E como lidar com as limitações do outro? Tudo é muito pessoal. Eu, ao longo dos anos, fui descobrindo as melhores formar de tratar Rafa nesses dias de tensão. A principal delas é dengar. Quase todo mundo gosta de um dengo, né? Acolher a dor do outro também é uma boa. Ouvir, deixar que a pessoa se expresse e coloque os demônios pra fora. Fazer coisas que o outro gosta de fazer também pode funcionar (no caso aqui de casa isso inclui comer coisas gostosas e ver Rupaul Drag Race). Tudo para tentar pensar em outra coisa, desviar a atenção do objeto do pânico.

Nota: o marido vai pra academia e eu aproveito a pausa para ver Desespero Profundo (Prime Video). O filme envolve acidente de avião e tubarões — que, claro, são peixes enormes. Unindo nossos medos.

E o pior é que o medo às vezes contagia. Eu fiquei todo medroso esse dias (ele acabou de entrar no carro dos amigos, são 6h30 da manhã e a estrada é longa). Eu já vinha me sentindo estranho nos últimos dias. E hoje ao acordar tive a certeza: também estava com pavor de acontecer algo a ele. Sei que só vou relaxar totalmente daqui a sete dias, quando ele voltar pra casa.

Até lá, vou fazer o que sei: ser jornalista. Entrevistarei uma profissional.

com a palavra, os especialistas

A psicóloga Fernanda Machado da Cunha (@fernandamachado.psi no Instagram) explica que o medo é uma emoção básica do ser humano. Ou seja, faz parte da natureza humana sentir medo. Evolutivamente, isso foi importante para nossa espécie. “O medo é uma resposta emocional a uma ameaça, seja ela real ou imaginária, e tem a função de preparar o indivíduo para enfrentar tal ameaça, seja lutando, fugindo ou agindo de forma estratégica para lidar com tal ameaça”.

“Ele passa a ser patológico, ou seja, ele passa a ter uma conotação de doença a medida que interfere significante na vida do indivíduo com sofrimento, afetando a qualidade de vida e trazendo prejuízos na vida da pessoa”, explica Fernanda. Ela ressalta que, por se tratar de um adoecimento emocional — ou seja, psíquico —, profissionais da saúde mental são os indicados nessa situação e a psicoterapia tem a função de ajudar a pessoa com autoconhecimento de forma que o indivíduo possa ser capaz de compreender os conflitos internos relacionados a esse medo, reconhecer e desenvolver estratégias para se relacionar com o pânico.
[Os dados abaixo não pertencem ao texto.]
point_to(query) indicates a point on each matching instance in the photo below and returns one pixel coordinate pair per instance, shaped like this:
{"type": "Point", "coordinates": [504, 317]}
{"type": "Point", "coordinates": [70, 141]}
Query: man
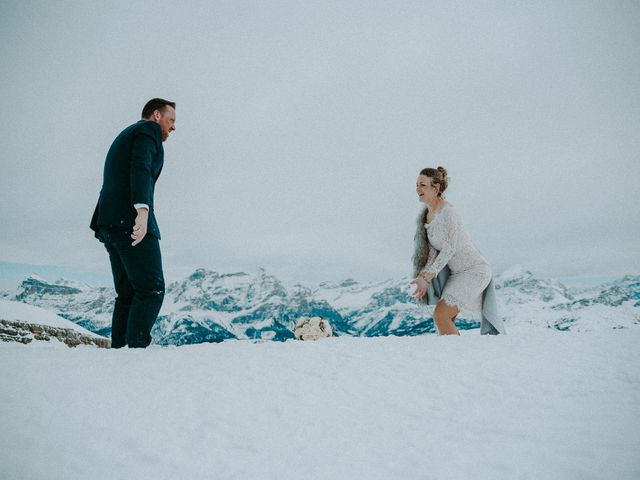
{"type": "Point", "coordinates": [125, 223]}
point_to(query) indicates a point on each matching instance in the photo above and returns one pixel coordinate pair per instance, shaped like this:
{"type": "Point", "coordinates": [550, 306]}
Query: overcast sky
{"type": "Point", "coordinates": [301, 127]}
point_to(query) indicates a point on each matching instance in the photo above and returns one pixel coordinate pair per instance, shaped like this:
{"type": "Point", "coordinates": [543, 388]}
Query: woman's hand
{"type": "Point", "coordinates": [421, 286]}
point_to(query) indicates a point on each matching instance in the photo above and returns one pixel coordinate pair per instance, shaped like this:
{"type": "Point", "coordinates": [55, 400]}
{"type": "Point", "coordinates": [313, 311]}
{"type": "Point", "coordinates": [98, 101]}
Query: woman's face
{"type": "Point", "coordinates": [425, 189]}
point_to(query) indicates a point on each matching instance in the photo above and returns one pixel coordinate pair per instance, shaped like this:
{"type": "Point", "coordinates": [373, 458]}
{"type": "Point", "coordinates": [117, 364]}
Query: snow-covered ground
{"type": "Point", "coordinates": [534, 404]}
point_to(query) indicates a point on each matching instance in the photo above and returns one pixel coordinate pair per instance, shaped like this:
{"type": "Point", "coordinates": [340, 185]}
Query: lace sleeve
{"type": "Point", "coordinates": [433, 253]}
{"type": "Point", "coordinates": [452, 229]}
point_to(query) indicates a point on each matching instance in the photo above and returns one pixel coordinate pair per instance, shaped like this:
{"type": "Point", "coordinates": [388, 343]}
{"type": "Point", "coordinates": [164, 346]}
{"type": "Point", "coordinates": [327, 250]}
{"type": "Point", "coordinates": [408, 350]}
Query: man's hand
{"type": "Point", "coordinates": [421, 282]}
{"type": "Point", "coordinates": [140, 227]}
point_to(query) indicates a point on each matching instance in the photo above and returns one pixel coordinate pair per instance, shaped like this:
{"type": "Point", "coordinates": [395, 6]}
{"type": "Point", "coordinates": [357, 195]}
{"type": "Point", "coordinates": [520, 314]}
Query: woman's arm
{"type": "Point", "coordinates": [451, 224]}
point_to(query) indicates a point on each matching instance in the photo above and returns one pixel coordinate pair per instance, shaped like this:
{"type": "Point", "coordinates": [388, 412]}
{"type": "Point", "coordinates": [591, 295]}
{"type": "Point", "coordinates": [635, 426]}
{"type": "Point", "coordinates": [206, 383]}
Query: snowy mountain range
{"type": "Point", "coordinates": [208, 306]}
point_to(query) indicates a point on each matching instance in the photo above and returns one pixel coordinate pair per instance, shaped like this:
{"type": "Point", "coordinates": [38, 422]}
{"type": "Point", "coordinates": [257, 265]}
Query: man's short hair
{"type": "Point", "coordinates": [155, 104]}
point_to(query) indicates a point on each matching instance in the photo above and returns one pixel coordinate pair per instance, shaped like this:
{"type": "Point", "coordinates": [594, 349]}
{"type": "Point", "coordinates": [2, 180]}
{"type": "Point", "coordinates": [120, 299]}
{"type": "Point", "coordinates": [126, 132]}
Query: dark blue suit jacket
{"type": "Point", "coordinates": [132, 166]}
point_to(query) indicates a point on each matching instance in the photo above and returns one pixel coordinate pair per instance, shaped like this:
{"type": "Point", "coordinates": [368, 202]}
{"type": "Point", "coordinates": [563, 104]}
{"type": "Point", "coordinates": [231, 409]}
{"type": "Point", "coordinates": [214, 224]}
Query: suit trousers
{"type": "Point", "coordinates": [139, 284]}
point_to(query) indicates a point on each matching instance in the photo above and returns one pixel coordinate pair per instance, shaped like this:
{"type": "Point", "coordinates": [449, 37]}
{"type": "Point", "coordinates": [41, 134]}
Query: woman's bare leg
{"type": "Point", "coordinates": [444, 316]}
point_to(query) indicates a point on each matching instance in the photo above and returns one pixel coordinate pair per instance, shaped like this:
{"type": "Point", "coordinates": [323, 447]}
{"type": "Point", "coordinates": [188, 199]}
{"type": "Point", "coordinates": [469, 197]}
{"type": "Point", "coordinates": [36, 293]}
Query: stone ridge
{"type": "Point", "coordinates": [23, 332]}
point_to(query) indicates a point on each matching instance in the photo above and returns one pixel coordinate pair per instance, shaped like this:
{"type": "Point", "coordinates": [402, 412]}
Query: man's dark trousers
{"type": "Point", "coordinates": [139, 283]}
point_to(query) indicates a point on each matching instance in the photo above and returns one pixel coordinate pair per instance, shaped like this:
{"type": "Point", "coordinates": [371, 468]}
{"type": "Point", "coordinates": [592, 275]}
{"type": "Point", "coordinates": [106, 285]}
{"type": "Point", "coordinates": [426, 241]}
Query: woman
{"type": "Point", "coordinates": [442, 240]}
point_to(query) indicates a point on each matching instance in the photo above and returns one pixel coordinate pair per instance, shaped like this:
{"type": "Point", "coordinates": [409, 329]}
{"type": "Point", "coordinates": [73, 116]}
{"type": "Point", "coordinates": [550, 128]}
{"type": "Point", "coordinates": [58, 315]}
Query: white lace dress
{"type": "Point", "coordinates": [450, 245]}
A profissional ressalta: pessoas que já têm histórico de crises de pânicos, ansiedade em situações de viagem e não estão em psicoterapia para ajudar com essa questão devem buscar ajuda de um profissional. Sobre como lidar com pessoas que estão passando por um momento difícil, por exemplo, a psicóloga dá algumas dicas. “É importante também que quem está acompanhando a pessoa que tem medo excessivo de viajar, seja por conta de medo de voar ou pegar estrada, (é vital que o acompanhante) valide esse sentimento, oferecendo suporte emocional, trazendo informações por meio de uma comunicação clara, evitando notícias de desastre ou catástrofes relacionadas com esses eventos, pois podem ser situações que podem levar o indivíduo a achar que também pode acontecer com ele”.
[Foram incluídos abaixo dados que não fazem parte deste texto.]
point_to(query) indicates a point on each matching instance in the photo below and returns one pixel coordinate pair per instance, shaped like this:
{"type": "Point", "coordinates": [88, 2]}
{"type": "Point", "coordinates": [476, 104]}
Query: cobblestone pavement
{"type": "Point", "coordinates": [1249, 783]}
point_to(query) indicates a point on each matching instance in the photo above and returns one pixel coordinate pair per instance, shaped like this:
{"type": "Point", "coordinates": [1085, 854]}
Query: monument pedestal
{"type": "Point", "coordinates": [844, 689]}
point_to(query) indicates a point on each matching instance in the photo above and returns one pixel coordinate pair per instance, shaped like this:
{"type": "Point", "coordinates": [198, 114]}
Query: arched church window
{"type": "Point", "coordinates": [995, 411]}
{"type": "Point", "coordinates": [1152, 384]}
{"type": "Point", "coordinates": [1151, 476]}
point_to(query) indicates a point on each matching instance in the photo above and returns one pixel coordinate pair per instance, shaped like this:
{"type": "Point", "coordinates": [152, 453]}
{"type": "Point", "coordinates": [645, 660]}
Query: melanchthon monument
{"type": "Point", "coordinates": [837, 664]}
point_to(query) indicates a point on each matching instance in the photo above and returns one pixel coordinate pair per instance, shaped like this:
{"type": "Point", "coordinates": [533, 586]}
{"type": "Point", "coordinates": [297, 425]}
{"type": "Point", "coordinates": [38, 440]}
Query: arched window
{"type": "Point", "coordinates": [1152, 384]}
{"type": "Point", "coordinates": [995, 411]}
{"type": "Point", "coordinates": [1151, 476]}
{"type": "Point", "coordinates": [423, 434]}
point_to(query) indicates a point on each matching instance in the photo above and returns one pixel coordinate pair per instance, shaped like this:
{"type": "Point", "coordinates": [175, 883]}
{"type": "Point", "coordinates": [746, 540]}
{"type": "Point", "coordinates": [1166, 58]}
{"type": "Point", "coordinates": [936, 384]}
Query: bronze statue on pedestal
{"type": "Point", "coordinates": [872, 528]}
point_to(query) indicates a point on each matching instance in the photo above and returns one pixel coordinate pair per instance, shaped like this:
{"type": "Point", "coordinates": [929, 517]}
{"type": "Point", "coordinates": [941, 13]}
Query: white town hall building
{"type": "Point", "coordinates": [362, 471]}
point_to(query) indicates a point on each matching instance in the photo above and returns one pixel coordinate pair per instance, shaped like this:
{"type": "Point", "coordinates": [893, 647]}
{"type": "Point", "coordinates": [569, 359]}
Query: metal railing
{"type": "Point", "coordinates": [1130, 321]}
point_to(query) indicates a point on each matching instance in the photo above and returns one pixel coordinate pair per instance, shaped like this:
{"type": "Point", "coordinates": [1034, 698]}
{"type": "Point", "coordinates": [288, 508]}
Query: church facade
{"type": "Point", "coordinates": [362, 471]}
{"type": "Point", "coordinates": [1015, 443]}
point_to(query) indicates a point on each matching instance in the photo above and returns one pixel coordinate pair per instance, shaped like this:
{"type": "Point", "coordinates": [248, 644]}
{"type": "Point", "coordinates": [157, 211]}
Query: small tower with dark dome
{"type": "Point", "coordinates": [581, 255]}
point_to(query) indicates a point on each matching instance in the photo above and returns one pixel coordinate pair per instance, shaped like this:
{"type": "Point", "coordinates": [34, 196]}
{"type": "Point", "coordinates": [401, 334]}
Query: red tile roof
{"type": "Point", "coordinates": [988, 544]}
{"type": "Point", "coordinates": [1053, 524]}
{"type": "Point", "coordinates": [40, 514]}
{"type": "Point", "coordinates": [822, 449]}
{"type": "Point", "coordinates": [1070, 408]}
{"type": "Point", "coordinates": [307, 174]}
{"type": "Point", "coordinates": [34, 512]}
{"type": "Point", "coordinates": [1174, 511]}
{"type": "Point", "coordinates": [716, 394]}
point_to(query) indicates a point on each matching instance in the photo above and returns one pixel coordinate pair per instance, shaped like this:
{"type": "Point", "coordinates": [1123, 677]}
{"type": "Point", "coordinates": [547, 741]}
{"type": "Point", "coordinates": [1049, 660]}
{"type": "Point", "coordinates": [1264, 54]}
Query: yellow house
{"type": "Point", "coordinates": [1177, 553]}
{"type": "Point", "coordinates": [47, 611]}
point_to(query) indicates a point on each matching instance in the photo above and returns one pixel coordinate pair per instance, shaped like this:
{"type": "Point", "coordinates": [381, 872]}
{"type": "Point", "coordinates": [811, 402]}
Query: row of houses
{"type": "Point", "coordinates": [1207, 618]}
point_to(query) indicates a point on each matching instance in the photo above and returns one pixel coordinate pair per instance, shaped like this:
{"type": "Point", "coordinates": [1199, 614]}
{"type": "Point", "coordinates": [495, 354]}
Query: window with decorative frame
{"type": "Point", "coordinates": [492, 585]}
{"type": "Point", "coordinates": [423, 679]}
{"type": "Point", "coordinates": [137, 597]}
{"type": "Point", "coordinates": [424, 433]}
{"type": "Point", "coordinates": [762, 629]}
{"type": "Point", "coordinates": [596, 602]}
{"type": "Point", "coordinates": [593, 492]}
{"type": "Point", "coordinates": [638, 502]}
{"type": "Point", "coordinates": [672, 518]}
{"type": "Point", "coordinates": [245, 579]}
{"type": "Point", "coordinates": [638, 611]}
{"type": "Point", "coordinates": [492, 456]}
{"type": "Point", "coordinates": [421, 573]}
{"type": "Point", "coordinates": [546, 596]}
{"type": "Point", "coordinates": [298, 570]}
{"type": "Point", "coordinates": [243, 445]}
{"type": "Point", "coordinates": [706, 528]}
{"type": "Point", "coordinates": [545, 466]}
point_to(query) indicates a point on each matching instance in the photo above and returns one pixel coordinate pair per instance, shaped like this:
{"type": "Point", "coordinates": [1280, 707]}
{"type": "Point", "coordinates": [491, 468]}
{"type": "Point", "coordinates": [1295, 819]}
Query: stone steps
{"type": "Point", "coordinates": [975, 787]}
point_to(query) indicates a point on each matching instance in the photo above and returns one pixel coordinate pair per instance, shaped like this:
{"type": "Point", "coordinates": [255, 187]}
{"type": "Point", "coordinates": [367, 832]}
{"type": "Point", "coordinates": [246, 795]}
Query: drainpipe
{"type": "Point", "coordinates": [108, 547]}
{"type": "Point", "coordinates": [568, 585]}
Além disso, ter cuidados com a saúde nos dias que antecedem a viagem ajuda muito, como buscar ter uma boa alimentação, praticar exercícios físicos, ter boas noites de sono para ajudar a preparar o corpo e a mente para lidar com o evento da viagem. Outra forma de lidar com esses medos é praticar técnicas de meditação e respiração que, segundo a psicóloga, são importantes para que a pessoa se mantenha no momento presente. “A ansiedade se caracteriza por um medo excessivo do futuro. Se a pessoa está em constante estado de medo, antecipando uma situação catastrófica com a viagem, ela está ansiosa e técnicas que a ajudem a voltar para o presente são excelentes”, afirma.
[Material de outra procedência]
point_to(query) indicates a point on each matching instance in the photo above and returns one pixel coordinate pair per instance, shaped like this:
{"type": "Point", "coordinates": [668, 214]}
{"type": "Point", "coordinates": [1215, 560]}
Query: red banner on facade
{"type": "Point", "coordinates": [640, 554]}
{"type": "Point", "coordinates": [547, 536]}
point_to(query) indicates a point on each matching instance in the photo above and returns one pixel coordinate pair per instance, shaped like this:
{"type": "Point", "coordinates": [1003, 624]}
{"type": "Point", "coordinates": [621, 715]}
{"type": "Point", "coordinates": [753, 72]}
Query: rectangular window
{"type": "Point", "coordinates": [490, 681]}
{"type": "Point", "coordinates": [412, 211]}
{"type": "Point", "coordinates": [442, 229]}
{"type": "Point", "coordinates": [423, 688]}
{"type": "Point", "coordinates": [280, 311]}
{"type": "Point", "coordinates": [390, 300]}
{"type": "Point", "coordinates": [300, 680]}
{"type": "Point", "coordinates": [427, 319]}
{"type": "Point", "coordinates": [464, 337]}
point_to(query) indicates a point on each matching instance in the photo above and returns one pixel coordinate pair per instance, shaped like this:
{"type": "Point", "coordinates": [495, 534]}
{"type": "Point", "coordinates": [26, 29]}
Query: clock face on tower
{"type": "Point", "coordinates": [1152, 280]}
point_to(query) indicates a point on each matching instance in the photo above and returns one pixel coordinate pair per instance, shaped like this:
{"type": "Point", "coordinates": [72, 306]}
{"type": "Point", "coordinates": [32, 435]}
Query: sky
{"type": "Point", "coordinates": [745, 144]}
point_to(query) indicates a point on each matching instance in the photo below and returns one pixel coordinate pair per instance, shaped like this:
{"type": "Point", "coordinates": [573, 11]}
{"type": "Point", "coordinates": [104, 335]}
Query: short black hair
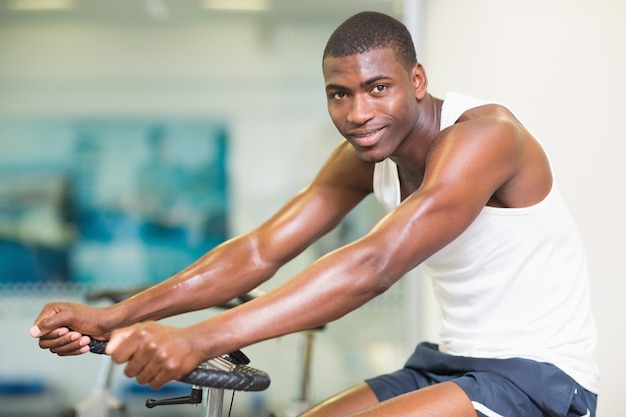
{"type": "Point", "coordinates": [369, 31]}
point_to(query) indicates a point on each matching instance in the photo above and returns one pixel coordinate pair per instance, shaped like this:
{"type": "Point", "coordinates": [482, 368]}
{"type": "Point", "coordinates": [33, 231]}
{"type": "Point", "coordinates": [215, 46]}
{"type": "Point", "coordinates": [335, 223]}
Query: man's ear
{"type": "Point", "coordinates": [420, 82]}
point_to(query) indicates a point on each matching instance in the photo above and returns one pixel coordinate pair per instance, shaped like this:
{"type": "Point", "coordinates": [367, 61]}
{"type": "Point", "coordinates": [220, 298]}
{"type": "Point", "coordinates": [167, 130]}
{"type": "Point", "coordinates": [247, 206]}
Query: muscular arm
{"type": "Point", "coordinates": [236, 266]}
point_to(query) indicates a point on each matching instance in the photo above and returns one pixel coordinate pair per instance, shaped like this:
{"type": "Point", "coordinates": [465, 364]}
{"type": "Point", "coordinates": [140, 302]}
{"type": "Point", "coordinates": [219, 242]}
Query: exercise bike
{"type": "Point", "coordinates": [209, 380]}
{"type": "Point", "coordinates": [102, 402]}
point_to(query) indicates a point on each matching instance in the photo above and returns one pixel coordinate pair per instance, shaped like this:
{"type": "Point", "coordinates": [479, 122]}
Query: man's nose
{"type": "Point", "coordinates": [361, 111]}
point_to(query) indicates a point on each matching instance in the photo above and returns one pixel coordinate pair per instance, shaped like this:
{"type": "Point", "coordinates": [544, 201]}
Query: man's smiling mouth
{"type": "Point", "coordinates": [366, 139]}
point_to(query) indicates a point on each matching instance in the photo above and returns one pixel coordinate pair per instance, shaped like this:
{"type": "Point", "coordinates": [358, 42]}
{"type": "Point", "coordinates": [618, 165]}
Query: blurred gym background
{"type": "Point", "coordinates": [137, 134]}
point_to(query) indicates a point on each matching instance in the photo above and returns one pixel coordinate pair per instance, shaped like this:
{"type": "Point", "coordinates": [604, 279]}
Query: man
{"type": "Point", "coordinates": [471, 197]}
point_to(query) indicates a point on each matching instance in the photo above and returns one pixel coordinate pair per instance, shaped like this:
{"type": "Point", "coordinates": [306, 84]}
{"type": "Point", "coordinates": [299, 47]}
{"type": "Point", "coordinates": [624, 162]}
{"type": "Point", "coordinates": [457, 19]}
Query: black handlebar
{"type": "Point", "coordinates": [240, 378]}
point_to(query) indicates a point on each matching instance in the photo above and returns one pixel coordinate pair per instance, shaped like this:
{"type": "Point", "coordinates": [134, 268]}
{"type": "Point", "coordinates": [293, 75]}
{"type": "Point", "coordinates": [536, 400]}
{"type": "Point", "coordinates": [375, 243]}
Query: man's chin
{"type": "Point", "coordinates": [371, 157]}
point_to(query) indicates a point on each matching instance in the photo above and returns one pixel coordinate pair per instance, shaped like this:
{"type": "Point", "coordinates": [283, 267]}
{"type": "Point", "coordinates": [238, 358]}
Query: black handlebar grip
{"type": "Point", "coordinates": [97, 346]}
{"type": "Point", "coordinates": [241, 378]}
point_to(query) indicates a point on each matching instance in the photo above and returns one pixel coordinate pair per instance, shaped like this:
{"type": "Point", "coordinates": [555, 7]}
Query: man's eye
{"type": "Point", "coordinates": [379, 88]}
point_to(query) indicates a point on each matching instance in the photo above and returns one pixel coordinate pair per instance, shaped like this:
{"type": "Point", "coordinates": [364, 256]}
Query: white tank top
{"type": "Point", "coordinates": [514, 283]}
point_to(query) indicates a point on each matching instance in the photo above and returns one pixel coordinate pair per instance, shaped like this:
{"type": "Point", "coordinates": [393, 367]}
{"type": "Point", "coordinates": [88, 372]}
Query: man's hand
{"type": "Point", "coordinates": [63, 327]}
{"type": "Point", "coordinates": [155, 353]}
E será mesmo que o medo pode ser contagioso? Por exemplo, alguém vai viajar de avião e está com muito medo, aí começa a falar desse medo com alguém e a outra pessoa passa a temer o voo também? “Sim. Todas as emoções podem de certa forma ‘contagiar’. É um contágio psíquico, no qual as emoções de uma pessoa podem influenciar, de forma consciente ou inconsciente, as emoções de outras pessoas”.

Então está explicado. Rafa me transmitiu o medo nos dias pré-estrada.

Atualização: ele foi e voltou da viagem sem problemas. Semana que vem é a minha vez de viajar de avião, para Brasília. Embarcam comigo minha mãe, uma irmã e dois sobrinhos. Espero não passar minha aerofobia adiante.